Prospective Customer Form – Samsara.com
I led a project focused on optimizing the prospective customer form on Samsara.com.
Skills used: strategy, surveys, wireframes, analytics, user experience, visual design
The Challenge
Disconnect between user expectations & the actual experience: The existing form did not match user expectations – users clicked a “Check Our Prices” button, were asked to provide their information, and after submitting did not receive pricing information. Users were frustrated and felt misled by the experience.

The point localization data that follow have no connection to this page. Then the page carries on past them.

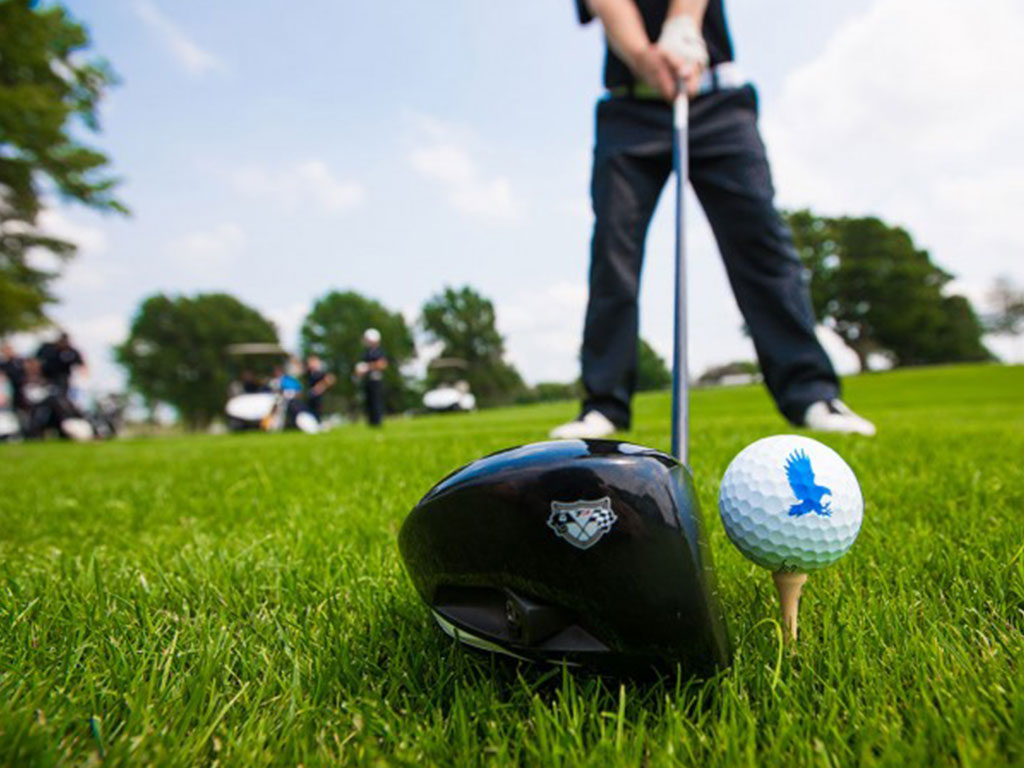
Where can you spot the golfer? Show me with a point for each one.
(57, 360)
(12, 367)
(317, 382)
(653, 44)
(371, 371)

Form UX: Form fields lacked standard input validation, the visual design was clunky and dated, and there was inefficient use of space (elements like buttons and links sit below the fold for most users). The form is long (7 steps) and doesn’t provide a way for users to move between questions.
Strategy
Because the current user flow and form UX had been in place for many years, I wanted to ensure we began the project by gathering qualitative and quantitative data to assess the usability and sentiment of the form experience. Gathering this data helped our team:
Identify user concerns and pain points
Reduce bounce and exit rates
Optimize lead conversions
Understand user sentiment
Collect unbiased feedback from current website users
Prioritize work based on business strategy as well as user needs
With this information, we were able to make holistic recommendations for the entire form flow as well as tactical design updates.
The Process
Understand the Current UX
I reviewed and mapped the user flow of all 7 forms to ensure I had a clear understanding of the UX. I observed that the US form was an outlier and had a more complex flow than all other regional forms.
Review Qualitative Data
I began by reviewing form KPIs, including drop-offs, conversation rates, and time spent. We noted that the largest drop-off was when users were asked for their email address. This indicated that user expectations were not in line with the actual experience.

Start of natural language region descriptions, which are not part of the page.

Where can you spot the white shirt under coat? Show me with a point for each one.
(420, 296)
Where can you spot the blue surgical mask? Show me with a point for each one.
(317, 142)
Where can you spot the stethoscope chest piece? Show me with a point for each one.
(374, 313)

Launch Surveys & Review Quantitative Data
I also launched user surveys on Samsara.com at two user interaction points:
When a user takes action to exit the form
When a user completes the form and lands on the confirmation page
Review the results in the presentation below.
Design & UX
While we were sharing larger-scale recommendations to the form experience, I began to explore how we might improve the user experience of the form.

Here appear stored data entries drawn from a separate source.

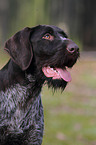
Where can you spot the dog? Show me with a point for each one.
(39, 54)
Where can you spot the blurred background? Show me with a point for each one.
(70, 117)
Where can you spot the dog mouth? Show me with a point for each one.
(57, 73)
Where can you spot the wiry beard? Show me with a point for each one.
(56, 84)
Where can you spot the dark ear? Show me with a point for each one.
(20, 49)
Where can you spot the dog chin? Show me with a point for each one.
(56, 83)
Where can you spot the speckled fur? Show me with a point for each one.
(18, 121)
(22, 78)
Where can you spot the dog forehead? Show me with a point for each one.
(43, 29)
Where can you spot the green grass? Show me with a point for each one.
(70, 117)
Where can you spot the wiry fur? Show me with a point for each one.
(22, 78)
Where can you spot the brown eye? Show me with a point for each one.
(48, 37)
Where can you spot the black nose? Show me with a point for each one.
(72, 47)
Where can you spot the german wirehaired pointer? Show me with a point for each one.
(39, 54)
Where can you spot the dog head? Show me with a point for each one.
(51, 49)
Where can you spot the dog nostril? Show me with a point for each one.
(73, 49)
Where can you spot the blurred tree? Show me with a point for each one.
(8, 11)
(79, 16)
(89, 24)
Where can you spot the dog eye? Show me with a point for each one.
(48, 37)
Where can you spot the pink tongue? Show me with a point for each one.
(64, 74)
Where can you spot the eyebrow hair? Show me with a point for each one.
(64, 34)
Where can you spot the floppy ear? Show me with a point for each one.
(20, 49)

Early concepts included ideas for how to clearly delineate user paths – users were routed to two distinct experiences depending on the number of vehicles they listed on the form.
I explored two distinct experiences to test against the current UX, a shorter multi-page form and a single page form. Both forms used standard form components & functionality used on our web store to create consistency.
Mobile concepts were moved into development after rounds of feedback from stakeholders and our engineering team. We led with mobile because that was the device that most users were visiting the form on.
The Impact
Development for desktop designs is in progress. Mobile test results are coming in and we’ve seen that the multi-page form is performing approximately 9.8% better than the single page.